What Was The First Thing Ever Bought On The Internet? Weed, Of Course
(Computer History Museum)
The Internet has been a boon for commerce, but back when it was more tape and spinning reel-to-reel machines than a mysterious set of digital tubes, online shopping was a thing of the future. So what was the first purchase made online? Moon Shoes? Mariah Carey tapes? Nope. When some enterprising young people from Stanford made the first online sale in history, it was weed. This initial transaction paved the way for decades of illicit online business.
It's important to keep in mind that this first sale wasn't the score to end all scores, nor was it posted publicly on an early version of eBay. It was just a little bag of weed sold through an Arpanet account in Stanford’s artificial intelligence lab in 1972. It's not clear who was in on the sale aside from the students, but despite the underhanded nature of the deal, anyone with knowledge of the sale who wasn't a square must have been excited about the implications of this early use of the Internet.
(Computer History Museum)
More Craigslist Than Amazon
This initial online sale wasn't carried out in the same way that you buy something on Amazon. It was more similar to sales arranged on sites like Craigslist, which does have a very "early days of the Internet" vibe. It didn't feature an exchange of funds, only a deal that was pieced together online and carried out in person. It took a few more years before buyers could transmit their credit card information through the web with the appropriate encryption.

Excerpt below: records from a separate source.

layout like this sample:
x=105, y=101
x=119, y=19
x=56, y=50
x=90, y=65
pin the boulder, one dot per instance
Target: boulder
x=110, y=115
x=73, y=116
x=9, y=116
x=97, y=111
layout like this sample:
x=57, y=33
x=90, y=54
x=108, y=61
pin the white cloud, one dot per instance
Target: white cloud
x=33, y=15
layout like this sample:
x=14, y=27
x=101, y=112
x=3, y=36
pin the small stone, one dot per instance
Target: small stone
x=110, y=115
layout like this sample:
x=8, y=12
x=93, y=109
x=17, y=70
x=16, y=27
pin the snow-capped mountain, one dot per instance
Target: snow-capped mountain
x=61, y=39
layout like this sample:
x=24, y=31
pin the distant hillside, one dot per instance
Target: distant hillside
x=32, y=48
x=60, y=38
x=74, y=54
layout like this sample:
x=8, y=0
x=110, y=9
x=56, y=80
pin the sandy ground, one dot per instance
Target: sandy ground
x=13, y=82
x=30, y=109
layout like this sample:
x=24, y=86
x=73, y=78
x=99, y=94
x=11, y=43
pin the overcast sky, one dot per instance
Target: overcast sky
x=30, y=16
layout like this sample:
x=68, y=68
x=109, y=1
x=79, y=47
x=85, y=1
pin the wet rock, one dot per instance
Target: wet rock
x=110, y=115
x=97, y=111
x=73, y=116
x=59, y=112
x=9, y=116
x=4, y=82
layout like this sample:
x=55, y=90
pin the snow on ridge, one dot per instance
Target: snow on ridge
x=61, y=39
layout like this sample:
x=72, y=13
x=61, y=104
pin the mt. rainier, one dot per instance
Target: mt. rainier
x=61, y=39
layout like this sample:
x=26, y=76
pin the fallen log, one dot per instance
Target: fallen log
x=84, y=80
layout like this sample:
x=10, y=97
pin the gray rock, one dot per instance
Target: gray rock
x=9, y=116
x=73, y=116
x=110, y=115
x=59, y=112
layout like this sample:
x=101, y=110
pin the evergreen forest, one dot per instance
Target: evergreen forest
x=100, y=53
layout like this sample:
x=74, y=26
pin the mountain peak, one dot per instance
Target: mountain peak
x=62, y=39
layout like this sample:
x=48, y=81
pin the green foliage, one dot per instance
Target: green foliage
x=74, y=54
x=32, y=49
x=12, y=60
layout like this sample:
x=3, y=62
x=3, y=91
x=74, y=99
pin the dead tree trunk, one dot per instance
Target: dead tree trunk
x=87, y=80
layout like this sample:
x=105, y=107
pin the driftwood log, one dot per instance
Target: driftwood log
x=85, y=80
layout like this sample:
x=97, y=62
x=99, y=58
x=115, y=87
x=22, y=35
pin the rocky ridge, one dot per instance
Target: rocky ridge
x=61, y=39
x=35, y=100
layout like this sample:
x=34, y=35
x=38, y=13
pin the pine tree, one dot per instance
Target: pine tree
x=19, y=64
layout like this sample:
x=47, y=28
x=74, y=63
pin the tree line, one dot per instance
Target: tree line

The Early Days Of Online Sales
Thanks to this one sale of a small amount of marijuana, online entrepreneurs realized they could use the Internet to sell whatever they wanted. In 1974, Donald Sherman ordered a pizza with a "talking computer," and 10 years later, a 72-year-old British woman named Jane Snowball used a Videotex connected to her television to place an order for groceries. (Sadly, she did not use it to become a fictional detective.) Like the Stanford weed purchase of the 1970s, this order was just that: an order. Snowball paid for the food in person.
The First Real Purchase Was A Sting CD
The first online sale that we'd recognize as such today, complete with credit card information and the United States Postal Service, wasn't until 1994. On August 11 that year, Dan Kohn sold a copy of the Sting album Ten Summoner's Tales to a man in Philadelphia for $12.48 plus shipping, paid via encrypted credit card.Kohn later bragged, "Even if the N.S.A. was listening in, they couldn't get his credit card number."
The Silk Road To The Future
So much has changed since that first online marijuana sale in 1972. In fact, we now have entire websites devoted to the sale of drugs and other illicit goods. The one thing that's stayed the same is the desire of the people to make a purchase from the comfort of their own homes rather than put on pants and brave the public market, whether it be for mind-altering substances or British post-punk icons.